KarchinLab / 2020plus

Classifies genes as an oncogene, tumor suppressor gene, or as a non-driver gene by using Random Forests
http://2020plus.readthedocs.org
Apache License 2.0
49 stars 17 forks source link

Exception: 'rf_clf' not found #3

Closed lixiangchun closed 7 years ago

lixiangchun commented 7 years ago

When running the sub-command 'classify' of 2020plus.py, I encounter the following error:


AN ERROR HAS OCCURRED: check the log file


Type: <type 'exceptions.LookupError'> Exception: 'rf_clf' not found Traceback: File "/home/lixiangchun/.work/database/2020plus/2020plus-master/2020plus.py", line 341, in args.func() # run function corresponding to user's command File "/home/lixiangchun/.work/database/2020plus/2020plus-master/2020plus.py", line 37, in _classify src.classify.python.classifier.main(opts) # run code File "/home/lixiangchun/.work/database/2020plus/2020plus-master/src/classify/python/classifier.py", line 186, in main rrclf.clf.load(cli_opts['trained_classifier']) File "/home/lixiangchun/.work/database/2020plus/2020plus-master/src/classify/python/r_random_forest_clf.py", line 138, in load self.rf = ro.r["rf_clf"] File "/home/lixiangchun/.work/software/install/anaconda2/lib/python2.7/site-packages/rpy2/robjects/init.py", line 341, in getitem res = _globalenv.get(item)

I do find that there is no "rf_clf" defined in r_random_forest_clf.py or in Rdata files (i.e. 2020plus_10k.Rdata).

Hope some can fix it for me.

Xiangchun

ctokheim commented 7 years ago

Hi Xiangchun, I believe you just need to specify a command line flag. The "old" trained classifier will likely work as you have specified your command line arguments ("2020plus.Rdata"). However, for the new trained classifiers, if you are not using snakemake (which handles all this for you), you need to use the "--cv" flag on the classify sub-command for either 2020plus_10k.Rdata or 2020plus_100k.Rdata.

Hope this helps, Collin

lixiangchun commented 7 years ago

Thanks Collin, it works now.

However, when I used 'simulated_null_dist.txt' file in 'pancan_example' folder to perform 2020plus analysis on my own somatic mutation data, I found that the MLFC values for oncogene, TSG and driver all surpass 1.0.

I guess it is not appropriate to use the pancan example of 'simulated_null_dist.txt' file to run 2020plus on my data set, am I correct?

I used 'simulate_non_silent_ratio' to prepare null distribution for my own data; however, this command is time consuming.

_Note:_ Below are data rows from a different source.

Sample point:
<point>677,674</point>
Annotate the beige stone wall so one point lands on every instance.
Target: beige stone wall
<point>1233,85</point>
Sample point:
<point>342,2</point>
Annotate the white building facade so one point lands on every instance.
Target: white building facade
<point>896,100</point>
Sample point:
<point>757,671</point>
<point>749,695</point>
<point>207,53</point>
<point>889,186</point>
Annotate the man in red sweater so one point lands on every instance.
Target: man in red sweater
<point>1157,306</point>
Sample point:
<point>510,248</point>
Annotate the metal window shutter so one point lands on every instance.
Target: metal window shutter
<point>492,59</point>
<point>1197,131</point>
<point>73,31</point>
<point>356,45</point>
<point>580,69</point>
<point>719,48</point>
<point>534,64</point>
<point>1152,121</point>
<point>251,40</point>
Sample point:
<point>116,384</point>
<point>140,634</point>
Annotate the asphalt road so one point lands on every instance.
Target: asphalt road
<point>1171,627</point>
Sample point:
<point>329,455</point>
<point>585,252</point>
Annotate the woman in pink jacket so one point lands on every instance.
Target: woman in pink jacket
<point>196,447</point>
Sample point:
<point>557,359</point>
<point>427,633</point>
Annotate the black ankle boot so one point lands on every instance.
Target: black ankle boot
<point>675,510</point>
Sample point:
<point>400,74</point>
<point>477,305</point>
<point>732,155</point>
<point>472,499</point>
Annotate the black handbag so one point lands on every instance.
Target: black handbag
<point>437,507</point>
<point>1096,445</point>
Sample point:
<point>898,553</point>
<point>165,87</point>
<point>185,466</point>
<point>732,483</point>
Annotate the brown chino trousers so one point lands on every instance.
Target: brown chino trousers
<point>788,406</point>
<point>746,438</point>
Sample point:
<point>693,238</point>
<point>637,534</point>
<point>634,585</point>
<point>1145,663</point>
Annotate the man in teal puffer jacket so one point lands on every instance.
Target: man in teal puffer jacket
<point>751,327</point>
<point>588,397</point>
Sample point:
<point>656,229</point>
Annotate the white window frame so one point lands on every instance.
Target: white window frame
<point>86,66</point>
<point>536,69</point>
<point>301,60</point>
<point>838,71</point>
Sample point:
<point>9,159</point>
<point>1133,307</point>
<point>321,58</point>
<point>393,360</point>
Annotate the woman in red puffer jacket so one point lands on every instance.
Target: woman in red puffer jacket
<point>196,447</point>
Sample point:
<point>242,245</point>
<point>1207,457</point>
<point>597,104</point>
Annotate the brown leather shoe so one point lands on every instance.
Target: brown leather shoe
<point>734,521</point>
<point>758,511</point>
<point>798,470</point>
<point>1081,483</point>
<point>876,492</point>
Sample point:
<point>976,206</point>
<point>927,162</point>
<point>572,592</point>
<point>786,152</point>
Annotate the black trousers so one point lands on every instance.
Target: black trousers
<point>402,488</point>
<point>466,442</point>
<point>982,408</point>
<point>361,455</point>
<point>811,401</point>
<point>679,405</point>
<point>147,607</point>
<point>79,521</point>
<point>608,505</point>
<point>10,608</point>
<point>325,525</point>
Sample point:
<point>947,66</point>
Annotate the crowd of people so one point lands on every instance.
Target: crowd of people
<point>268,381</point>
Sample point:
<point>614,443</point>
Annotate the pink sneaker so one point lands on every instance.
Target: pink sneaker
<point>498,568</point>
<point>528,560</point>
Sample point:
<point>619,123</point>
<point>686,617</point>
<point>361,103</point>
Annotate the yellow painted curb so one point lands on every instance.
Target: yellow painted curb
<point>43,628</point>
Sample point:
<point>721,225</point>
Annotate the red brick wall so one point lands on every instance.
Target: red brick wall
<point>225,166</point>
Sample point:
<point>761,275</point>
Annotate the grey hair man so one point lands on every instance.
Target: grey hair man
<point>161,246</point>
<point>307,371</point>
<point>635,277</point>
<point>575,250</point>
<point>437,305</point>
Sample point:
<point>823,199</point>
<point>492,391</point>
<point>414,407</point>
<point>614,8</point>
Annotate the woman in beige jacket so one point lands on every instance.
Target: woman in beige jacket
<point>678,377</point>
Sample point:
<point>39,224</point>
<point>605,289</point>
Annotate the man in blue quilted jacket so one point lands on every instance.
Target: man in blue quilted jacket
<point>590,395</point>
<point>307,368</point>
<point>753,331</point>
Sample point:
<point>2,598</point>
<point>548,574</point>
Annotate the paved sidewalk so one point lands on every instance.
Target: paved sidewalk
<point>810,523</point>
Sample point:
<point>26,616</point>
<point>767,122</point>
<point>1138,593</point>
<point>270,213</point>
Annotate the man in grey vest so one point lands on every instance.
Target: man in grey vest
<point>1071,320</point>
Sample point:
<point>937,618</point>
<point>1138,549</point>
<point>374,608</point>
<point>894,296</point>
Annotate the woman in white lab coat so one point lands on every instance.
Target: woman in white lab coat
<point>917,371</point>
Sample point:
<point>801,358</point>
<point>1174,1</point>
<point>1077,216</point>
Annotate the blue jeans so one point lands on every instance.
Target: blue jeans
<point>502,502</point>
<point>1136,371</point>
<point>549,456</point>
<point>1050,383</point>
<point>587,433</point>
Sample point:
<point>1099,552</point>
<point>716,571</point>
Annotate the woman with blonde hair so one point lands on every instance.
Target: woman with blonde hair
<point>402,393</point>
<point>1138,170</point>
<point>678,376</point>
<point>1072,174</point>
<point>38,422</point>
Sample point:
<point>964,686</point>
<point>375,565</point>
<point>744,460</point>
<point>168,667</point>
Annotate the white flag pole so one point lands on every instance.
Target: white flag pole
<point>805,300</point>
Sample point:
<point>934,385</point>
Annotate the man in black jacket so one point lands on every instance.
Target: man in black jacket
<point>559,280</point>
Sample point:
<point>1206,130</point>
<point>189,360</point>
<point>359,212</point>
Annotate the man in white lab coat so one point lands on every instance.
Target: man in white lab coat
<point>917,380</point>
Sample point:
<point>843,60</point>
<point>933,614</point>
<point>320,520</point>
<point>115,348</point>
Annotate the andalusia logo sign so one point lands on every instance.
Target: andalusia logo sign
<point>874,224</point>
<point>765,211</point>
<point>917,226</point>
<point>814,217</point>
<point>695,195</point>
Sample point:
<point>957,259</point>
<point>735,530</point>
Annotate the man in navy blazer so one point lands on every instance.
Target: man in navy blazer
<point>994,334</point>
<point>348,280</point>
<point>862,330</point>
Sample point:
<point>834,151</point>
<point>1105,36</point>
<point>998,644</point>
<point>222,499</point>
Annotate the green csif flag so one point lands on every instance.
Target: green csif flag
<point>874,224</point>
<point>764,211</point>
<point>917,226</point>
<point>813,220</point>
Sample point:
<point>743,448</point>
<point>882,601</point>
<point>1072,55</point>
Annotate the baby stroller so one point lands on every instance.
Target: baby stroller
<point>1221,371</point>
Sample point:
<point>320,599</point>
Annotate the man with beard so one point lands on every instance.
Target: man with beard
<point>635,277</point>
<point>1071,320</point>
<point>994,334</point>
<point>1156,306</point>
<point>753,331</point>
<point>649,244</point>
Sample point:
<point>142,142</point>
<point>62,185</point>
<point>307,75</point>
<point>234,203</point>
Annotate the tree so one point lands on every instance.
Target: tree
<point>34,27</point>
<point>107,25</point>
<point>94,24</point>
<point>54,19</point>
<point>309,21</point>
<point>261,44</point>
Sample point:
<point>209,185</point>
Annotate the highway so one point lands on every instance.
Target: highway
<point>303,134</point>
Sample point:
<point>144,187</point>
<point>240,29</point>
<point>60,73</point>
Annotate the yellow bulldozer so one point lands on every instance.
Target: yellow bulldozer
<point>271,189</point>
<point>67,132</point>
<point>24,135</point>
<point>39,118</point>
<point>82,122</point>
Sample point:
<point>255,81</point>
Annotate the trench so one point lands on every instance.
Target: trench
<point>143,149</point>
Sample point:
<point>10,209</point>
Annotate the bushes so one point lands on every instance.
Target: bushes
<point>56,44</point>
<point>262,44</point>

simulate_non_silent_ratio -i $DATA_DIR/snvboxGenes.fa -m $mutationfile -b $DATA_DIR/snvboxGenes.bed -p 8 -s $DATA_DIR/scores -o simulated_null_dist.txt

Am I correct in the above command to generate null distribution for my data?

Best regards, Xiangchun

ctokheim commented 7 years ago

The simulate_non_silent_ratio command is not related to creating the null distribution used for 20/20+. The process of creating the null distribution and performing predictions with 20/20+ is much easier when you use snakemake. Creating the null distribution is somewhat computational intensive, since it involves simulating the data. This is why we do recommend parallelizing on a computer cluster.

I assume, though, that you have run the commands individually, but just with the "simulated_null_dist.txt" from my pancan example data. As you noticed from the MLFC score, the p-values reported can be miscalibrated if the null distribution is not based on your own data. The ranking of top genes by driver score, oncogene score, or tsg score, however, will not be affected. I have typically seen that the null distributions find significant genes at a False Discovery Rate of 0.1 roughly at a threshold of >0.5 for oncogene score, >0.6 for tsg score, or >0.6 driver score (this, however, varies depending on the data set). Given you appear to have already have some output (but with bad p-values), I would first check genes with scores above those given thresholds to make sure the results seem to make sense.